I really must commend NRDC water analyst Barry Nelson for having finally become a real insider. He will list NRDC's his accomplishments on his switchboard blog and try to get us all plugged in. Nelson links us to a summary of the water legislation from another insider, the Conservation Strategy Group. Ok, they are paid lobbyists so maybe it doesn't count. They include the Metropolitan and Marin County Water Districts as their clients… and we know that the Metropolitan Water District is very concerned about how and when that are required to do anything.
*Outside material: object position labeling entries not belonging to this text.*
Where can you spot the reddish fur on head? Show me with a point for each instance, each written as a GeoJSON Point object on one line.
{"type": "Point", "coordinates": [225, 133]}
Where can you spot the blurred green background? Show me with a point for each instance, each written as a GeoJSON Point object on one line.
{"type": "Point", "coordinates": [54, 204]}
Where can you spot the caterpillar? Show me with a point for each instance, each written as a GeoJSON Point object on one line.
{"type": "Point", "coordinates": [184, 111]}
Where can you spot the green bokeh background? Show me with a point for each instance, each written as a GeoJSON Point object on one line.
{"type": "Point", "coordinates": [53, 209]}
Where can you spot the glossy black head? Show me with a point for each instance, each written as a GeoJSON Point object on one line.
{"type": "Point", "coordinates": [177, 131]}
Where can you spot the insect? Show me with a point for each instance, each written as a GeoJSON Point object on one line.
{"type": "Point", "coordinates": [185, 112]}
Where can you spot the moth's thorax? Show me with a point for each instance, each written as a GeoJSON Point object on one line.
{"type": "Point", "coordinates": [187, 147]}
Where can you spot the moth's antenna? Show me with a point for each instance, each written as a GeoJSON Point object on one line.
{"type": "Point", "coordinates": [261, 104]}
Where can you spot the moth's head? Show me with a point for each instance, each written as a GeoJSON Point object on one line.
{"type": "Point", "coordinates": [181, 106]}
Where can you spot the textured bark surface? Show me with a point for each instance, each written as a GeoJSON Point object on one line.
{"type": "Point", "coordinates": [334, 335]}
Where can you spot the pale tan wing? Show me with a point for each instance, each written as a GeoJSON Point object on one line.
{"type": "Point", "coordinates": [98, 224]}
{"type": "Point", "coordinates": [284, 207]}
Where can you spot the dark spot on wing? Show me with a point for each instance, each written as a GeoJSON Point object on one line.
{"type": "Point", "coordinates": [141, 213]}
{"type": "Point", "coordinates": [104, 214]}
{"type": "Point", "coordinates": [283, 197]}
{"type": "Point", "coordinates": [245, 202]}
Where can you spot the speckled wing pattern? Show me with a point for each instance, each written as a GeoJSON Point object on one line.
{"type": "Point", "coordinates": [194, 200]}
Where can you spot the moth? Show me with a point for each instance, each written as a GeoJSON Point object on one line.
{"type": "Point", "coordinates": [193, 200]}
Maybe the synopsis from Kronick Moskovitz Tiedemann & Girard would have been more objective or at least more inclusive.

If Conservation is really what the NRDC was trying to make happen, how then can we believe that they can accept a 20% reduction in per capita water use by 2020 for all of California and then allow the legislation to not require specific quantitative reductions. It is all about plans and even the slaps on the wrist are about whether or not someone submitted a plan, not about whether that plan would achieve the stated goals.

It appears that the NRDC and the Conservation Stragegy Group have "strategized" a game in which one side (Urban) has measurements and the other side (Ag) only has goals. Even the goals have yet to be defined, definition takes hearings, appeals, challenges. I don't think we need to play that game to know who wins. Big corporate farms and their cooperative water districts.

What I want to know is just what NRDC gets out of this... we know that Conservation Strategy Group always gets more contracts. How much did they have to compromise away to get even a token bill passed? We really want to know because we are the ones who will eventually have to pay.

California could have had a much better plan, but water flows to money and when money is in play, it is better to be inside. When we ask how did all of this get out of control, the answer will be... it was an inside job.